OLYMPICS LONDON 2012: Grassroots legacy is where Rio 2016 funding should go
UK SPORT chairman Sue Campbell has put in an Olympian shift in the past two weeks – there's barely been a venue not attended as she sees first-hand the impressive return on the £300m investment made in British athletes at their home Games.
DECISIONS: UK Sport chairman Sue Campbell needs to make decisions about how minority sports given home places will be funded to Rio 2016
But while they will now take a deserved rest, UK Sport faces some difficult and immediate decisions as they prepare to decide funding levels for the 2016 Games in Rio.
The government have said funding levels will remain the same for Rio - at least until the next spending review in 2014 - but how that pool of cash is divided is far from decided.
UK Sport set a base target of 48 medals from 12 sports, which has already been comfortably achieved, and wanted Team GB to finish fourth on the medal table - they will finish third.
However, when they sit down to evaluate the Games they will look at each sport individually and pay very little attention to the top line figures that so preoccupy the media.
A home Games presented a unique challenge to UK Sport, who invested money in sports like handball, water polo, volleyball and basketball at record levels – even if their world standing did not meet their normal performance criteria.
Great Britain's men's water polo team lost all five of their group games, scoring 24 goals and surrendering 77.
The women's team finished eighth in the eight-team tournament but within touching distance of making the semi-finals, after nearly beaten Russia and Spain in close-fought and exciting encounters.
Over at the Copper Box, or the ‘box that rocks’ as it was dubbed, capacity crowds were falling in love with handball – a fast, frenetic and physical sport that should tick all the boxes for the British sports fan that’s perfect to be taught in school gyms.
But poor British goalkeeper Bobby White had to pick the ball out the back of his net 192 times in five matches, while the narrowest losing margin the team had against France, Sweden, Argentina, Tunisia and Iceland was nine goals.
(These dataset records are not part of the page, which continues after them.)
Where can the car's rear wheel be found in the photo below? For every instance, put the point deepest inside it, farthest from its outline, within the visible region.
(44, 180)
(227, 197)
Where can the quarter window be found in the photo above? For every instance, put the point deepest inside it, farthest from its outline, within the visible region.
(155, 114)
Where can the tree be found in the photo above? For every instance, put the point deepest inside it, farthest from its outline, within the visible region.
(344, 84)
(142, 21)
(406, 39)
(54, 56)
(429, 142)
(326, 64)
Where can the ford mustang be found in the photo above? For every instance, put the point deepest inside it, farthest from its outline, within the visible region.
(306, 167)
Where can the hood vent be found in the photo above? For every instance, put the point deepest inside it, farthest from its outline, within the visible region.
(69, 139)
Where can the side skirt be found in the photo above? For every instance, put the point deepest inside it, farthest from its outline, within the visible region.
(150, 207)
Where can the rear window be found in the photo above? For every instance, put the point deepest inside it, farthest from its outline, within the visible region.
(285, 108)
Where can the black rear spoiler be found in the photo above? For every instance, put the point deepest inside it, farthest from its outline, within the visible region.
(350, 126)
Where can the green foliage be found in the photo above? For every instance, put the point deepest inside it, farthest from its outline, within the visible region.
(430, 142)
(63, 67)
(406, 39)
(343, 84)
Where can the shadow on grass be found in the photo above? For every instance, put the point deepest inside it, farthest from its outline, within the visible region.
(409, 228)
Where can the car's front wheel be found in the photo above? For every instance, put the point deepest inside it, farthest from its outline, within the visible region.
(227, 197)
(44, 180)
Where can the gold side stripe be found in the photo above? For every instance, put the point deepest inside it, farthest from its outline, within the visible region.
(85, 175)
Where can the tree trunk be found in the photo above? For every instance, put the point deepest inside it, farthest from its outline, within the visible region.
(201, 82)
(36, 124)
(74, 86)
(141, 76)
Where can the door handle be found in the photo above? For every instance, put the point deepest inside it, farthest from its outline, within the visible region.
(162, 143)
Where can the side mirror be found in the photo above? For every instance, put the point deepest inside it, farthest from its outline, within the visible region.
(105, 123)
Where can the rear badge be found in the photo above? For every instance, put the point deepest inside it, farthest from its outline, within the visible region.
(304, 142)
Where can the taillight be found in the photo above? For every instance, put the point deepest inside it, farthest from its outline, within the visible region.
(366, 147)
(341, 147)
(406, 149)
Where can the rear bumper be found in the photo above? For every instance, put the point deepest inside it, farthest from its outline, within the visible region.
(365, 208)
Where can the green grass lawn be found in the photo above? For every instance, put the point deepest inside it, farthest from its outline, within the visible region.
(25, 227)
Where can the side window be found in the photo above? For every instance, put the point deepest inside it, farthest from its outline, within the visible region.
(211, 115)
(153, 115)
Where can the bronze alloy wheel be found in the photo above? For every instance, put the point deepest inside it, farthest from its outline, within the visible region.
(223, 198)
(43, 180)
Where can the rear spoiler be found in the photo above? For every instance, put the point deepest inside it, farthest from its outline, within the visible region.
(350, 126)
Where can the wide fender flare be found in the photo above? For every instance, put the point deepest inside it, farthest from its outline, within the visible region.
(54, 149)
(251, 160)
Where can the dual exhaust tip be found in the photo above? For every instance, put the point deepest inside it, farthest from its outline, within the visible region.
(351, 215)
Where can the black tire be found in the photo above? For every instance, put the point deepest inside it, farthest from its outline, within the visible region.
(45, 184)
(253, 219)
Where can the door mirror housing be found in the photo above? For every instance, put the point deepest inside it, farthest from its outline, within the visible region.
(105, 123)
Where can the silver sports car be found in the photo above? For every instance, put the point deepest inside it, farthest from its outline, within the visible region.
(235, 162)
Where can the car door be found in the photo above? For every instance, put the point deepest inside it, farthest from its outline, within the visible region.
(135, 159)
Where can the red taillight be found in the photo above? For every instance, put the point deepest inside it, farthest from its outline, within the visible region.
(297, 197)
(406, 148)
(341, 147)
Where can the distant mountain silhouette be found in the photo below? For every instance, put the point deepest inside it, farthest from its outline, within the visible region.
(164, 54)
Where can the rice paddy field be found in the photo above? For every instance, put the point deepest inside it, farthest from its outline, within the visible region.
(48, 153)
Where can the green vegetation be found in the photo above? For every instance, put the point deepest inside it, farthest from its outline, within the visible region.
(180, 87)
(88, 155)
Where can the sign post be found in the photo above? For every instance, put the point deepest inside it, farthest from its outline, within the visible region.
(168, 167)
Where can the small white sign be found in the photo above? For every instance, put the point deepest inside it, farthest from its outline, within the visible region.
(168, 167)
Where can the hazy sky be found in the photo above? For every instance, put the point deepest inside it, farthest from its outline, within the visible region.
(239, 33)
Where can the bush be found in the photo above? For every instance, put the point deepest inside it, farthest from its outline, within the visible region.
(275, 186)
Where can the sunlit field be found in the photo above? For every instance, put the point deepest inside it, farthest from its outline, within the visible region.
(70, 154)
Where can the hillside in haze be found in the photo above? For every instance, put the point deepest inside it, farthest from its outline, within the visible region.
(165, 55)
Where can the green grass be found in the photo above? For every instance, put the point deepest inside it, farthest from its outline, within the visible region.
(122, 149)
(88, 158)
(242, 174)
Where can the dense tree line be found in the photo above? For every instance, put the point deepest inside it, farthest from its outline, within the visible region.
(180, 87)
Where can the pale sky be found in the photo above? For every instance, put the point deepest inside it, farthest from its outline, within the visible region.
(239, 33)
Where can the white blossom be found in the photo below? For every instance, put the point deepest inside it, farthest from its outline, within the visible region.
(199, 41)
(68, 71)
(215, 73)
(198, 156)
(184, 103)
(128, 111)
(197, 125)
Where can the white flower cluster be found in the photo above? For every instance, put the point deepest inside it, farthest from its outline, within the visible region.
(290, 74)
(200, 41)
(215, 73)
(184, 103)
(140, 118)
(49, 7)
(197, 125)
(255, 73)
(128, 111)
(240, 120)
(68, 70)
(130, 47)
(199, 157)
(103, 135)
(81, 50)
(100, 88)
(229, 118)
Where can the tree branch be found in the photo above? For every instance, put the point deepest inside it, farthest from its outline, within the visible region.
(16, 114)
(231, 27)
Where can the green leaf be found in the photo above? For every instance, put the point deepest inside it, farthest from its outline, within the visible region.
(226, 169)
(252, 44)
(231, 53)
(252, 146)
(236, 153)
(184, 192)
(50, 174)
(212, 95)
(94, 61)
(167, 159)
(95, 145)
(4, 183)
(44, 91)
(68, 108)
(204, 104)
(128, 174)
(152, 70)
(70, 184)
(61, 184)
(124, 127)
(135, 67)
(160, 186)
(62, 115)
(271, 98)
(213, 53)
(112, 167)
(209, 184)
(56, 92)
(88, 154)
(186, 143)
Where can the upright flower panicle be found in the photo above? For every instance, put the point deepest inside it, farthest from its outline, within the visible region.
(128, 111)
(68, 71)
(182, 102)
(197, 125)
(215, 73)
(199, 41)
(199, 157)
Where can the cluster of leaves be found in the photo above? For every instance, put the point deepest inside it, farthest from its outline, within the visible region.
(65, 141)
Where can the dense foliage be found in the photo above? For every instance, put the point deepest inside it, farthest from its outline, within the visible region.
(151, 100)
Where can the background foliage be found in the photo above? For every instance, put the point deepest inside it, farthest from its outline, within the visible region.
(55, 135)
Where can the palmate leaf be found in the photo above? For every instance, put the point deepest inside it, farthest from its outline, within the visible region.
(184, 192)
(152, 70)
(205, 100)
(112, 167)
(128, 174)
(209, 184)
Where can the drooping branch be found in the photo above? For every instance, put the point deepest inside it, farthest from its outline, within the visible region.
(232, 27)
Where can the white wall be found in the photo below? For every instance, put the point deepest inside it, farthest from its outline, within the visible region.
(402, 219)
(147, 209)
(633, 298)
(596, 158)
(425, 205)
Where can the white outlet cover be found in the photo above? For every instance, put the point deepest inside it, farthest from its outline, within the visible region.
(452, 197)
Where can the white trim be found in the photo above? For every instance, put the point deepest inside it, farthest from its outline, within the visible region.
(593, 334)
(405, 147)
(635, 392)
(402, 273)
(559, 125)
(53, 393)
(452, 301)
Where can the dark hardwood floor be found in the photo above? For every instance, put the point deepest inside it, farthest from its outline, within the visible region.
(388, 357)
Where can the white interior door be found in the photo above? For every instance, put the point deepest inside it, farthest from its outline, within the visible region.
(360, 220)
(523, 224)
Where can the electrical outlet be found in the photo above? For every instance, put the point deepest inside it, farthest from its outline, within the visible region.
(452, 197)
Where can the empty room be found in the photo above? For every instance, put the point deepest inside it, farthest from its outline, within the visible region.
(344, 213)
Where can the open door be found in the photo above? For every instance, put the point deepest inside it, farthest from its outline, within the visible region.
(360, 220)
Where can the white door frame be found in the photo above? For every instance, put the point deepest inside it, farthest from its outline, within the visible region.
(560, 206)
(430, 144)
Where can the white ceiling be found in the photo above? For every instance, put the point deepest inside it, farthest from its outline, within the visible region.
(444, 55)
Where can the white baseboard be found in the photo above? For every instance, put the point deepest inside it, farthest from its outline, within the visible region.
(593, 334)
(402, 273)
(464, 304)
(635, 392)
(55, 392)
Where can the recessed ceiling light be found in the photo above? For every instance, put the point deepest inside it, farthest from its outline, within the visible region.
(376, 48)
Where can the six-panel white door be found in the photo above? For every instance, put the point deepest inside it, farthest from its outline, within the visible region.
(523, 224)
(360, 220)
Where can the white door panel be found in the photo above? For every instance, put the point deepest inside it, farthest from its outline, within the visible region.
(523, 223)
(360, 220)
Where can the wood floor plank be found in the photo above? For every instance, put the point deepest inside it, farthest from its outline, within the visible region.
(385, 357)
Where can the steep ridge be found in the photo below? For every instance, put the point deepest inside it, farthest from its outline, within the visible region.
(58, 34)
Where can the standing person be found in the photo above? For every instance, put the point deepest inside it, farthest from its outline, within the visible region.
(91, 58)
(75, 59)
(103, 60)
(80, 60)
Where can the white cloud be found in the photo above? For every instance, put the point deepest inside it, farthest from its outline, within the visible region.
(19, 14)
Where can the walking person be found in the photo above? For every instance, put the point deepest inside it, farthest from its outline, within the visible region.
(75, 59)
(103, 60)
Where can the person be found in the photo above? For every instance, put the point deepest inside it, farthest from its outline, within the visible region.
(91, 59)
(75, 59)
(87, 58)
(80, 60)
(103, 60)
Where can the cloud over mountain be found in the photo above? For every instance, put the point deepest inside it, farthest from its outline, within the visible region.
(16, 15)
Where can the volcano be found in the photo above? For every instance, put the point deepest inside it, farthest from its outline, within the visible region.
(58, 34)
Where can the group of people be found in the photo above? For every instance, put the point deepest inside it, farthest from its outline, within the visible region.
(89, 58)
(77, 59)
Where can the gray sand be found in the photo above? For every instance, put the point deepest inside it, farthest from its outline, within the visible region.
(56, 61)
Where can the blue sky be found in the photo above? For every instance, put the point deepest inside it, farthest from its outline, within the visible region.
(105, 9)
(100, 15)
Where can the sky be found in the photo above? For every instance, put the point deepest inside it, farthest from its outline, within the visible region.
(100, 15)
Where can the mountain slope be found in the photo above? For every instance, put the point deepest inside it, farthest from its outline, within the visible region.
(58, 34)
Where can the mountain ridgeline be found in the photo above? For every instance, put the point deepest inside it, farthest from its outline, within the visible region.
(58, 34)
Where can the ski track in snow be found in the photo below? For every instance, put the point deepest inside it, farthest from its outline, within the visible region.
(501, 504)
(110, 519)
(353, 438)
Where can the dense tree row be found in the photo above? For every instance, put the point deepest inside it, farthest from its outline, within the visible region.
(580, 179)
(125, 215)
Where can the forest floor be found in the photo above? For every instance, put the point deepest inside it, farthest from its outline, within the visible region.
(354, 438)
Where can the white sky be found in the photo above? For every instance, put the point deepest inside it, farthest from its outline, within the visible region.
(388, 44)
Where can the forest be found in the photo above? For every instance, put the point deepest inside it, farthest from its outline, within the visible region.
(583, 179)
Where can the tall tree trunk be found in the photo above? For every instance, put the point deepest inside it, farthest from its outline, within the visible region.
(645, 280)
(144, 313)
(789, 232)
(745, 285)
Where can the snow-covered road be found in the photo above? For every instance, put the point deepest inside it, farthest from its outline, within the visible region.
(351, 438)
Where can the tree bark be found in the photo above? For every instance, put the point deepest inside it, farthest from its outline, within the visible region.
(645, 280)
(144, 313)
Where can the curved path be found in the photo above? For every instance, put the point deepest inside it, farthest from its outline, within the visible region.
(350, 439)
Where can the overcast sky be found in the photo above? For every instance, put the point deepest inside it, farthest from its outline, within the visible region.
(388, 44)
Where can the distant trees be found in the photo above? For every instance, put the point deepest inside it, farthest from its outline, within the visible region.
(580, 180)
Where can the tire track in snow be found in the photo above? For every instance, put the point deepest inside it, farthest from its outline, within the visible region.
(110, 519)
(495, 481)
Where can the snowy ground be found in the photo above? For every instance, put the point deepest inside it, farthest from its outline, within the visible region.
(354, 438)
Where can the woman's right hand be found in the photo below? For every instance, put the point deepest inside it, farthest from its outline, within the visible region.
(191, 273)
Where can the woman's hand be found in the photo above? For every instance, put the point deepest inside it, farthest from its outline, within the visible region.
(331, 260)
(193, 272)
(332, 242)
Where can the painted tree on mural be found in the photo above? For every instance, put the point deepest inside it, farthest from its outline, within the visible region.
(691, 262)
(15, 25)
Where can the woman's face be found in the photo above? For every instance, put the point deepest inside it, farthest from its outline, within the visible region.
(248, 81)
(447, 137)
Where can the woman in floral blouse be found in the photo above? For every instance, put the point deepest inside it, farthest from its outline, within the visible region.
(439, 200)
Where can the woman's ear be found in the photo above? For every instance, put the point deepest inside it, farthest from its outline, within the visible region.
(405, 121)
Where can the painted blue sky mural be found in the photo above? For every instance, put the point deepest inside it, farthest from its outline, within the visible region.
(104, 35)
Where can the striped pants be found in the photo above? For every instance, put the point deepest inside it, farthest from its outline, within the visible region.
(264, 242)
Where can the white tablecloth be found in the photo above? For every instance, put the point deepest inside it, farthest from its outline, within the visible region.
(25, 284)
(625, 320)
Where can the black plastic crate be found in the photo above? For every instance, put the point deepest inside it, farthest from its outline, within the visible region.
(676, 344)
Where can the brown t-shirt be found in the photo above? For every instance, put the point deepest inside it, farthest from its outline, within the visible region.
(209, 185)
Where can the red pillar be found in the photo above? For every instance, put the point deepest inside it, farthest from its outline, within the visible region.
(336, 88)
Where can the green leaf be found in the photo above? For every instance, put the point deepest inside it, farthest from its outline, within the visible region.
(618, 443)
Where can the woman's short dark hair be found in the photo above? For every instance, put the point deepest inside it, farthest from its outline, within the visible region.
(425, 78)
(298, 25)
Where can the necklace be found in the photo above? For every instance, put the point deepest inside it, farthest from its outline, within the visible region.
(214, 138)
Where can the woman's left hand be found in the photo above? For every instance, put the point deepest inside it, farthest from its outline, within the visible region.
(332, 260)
And the women's team didn't fear much better either.
At Earl's Court the British men's and women's volleyball teams were also doing their best against seemingly insurmountable odds, considering their lowly world ranking.
They played ten times and were beaten in straight sets nine times. Indeed they won just three sets in total, the women beating Algeria 3-2.
British basketball has made tremendous strides in the last seven years but faces an uncertain future. Men's coach Chris Finch, who has masterminded a rise up the rankings, has announced his retirement while many believe Chicago Bulls star Luol Deng has played his last game for the team.
In addition, women's coach Tom Maher is also expected to look for a new challenge.
Great Britain won just one game at the Basketball Arena, the men beating China, although arguably they should have also claimed the scalps of European champions Spain and Australia.
There is no doubt host nation places are important for Games organisers when it comes to shifting tickets, although even the most ardent home team supporter might struggle to get too excited about losing 41-24 to Iceland.
However, you have to feel sorry for sides ranked in the world's top ten who were excluded in Great Britain's favour or Brazil's in four years time.
Unless massive and very unlikely improvements are made it is highly unlikely that any of these team sports – which all booked their place at the Games via a host nation slot – will qualify for Rio.
So what do you UK Sport do? Between them handball, water polo, basketball and volleyball received over £18.5 million for this Olympic cycle.
Some call for ruthless decisions to be made.
After modest success at the 2004 Athens Olympics British cycling was offered a big boost in funding - they decided not to fund a bigger squad of athletes, because their focus was only on those with podium potential, but instead used the money to invest in coaching, sports sciences and technology.
There is no point investing in elite programmes for sports that have very little chance of making the Games in four years time – it is not where the money should be targeted.
These sports should be allowed the opportunity to seize on the legacy of the Games to fund and develop grassroots programmes.
In all likelihood Great Britain's class of 2012 volleyball, handball, water polo and basketball players have had their one and only Olympic moment.
But if we stay the course and invest the same money wisely in coaching, infrastructure and grassroots, it could be we see another team back at the 2024 Games and maybe they might fare a bit better.
Legacy after all is a long-term project. In some cases it can't be judged on performances and podiums and four-year cycles.